While asking for the phone records of these individuals may not come as a surprise, there is one notable name not expected to be included in this group of requests. Sources say House Minority Leader Kevin McCarthy's name was not included. McCarthy notably spoke to the former President during the height of the riot. The contents of that call are expected to be of great interest to the committee. Thompson has repeatedly not ruled out calling McCarthy to testify in front of the committee if that is where the investigation leads. That doesn't mean that committee will never request his records, they just are choosing not to at this stage of the investigation.

CNN has reached out to the members of Congress on the list for a response, but Republicans have already reacted negatively to the prospect of the committee requesting this information. Rep. Jim Banks, whom McCarthy originally picked to serve as the ranking member on the committee but was turned away by House Speaker Nancy Pelosi, sent Thompson a letter on Friday, warning him against taking this step.

"Rifling through the call logs of your colleagues would depart from more than 230 years of Congressional oversight," the Indiana Republican wrote. "This type of authoritarian undertaking has no place in the House of Representatives and the information you seek has no conceivable legislative purpose."
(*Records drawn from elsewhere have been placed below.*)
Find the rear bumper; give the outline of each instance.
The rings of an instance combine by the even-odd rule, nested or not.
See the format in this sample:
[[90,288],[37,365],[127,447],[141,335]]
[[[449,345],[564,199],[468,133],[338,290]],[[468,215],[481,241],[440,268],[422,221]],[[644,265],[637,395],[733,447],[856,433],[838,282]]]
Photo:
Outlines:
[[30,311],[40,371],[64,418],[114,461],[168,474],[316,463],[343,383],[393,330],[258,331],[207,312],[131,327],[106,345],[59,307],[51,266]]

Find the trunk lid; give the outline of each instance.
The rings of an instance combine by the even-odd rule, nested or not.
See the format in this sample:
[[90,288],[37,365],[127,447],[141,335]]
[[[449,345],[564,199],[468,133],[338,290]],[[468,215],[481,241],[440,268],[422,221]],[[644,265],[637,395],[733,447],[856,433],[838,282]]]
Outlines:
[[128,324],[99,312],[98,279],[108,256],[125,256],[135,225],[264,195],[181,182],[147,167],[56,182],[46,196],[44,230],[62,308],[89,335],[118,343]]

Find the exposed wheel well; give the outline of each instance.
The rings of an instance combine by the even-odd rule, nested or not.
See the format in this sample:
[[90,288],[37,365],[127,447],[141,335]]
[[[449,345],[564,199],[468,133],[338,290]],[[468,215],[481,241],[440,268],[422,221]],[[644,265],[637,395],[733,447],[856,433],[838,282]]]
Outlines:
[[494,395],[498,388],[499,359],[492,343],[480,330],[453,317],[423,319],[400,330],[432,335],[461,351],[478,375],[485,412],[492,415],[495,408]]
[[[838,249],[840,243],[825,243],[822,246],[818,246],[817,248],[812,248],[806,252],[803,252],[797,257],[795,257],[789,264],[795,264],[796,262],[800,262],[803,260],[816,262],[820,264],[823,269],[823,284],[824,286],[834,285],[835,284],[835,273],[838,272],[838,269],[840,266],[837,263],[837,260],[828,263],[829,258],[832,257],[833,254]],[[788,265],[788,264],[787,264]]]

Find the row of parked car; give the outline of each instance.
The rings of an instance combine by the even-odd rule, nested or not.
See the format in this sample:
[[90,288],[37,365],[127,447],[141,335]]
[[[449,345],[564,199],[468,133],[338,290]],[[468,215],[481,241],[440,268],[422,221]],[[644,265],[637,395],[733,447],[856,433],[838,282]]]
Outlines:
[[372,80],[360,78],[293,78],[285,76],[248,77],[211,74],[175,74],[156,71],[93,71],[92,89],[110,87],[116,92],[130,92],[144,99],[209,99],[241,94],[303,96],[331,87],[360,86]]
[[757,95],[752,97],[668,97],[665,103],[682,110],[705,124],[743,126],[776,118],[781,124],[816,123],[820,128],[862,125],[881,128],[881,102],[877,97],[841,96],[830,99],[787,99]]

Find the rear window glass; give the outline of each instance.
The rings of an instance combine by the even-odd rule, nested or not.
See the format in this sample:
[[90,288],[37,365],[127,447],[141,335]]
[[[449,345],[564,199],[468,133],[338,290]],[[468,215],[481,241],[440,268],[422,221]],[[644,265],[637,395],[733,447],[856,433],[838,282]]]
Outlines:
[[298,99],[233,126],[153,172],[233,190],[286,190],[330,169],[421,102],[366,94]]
Jordan, who is among those whose records the committee is requesting, last week warned that there could be political retribution.

"I have nothing to hide," he said, but added that "if they cross this line," Republicans will keep asking questions about their Democratic colleagues.

Brooks tweeted later Monday morning, "'#Socialists & 'Pelosi Republicans' (Cheney & Kinzinger) seek my phone records? Three results: 1 Total waste of taxpayer money. 2 Boredom for who looks at my records. 3 Russian Collusion Hoax 2.0. Why not subpoena Socialists who support BLM & ANTIFA?"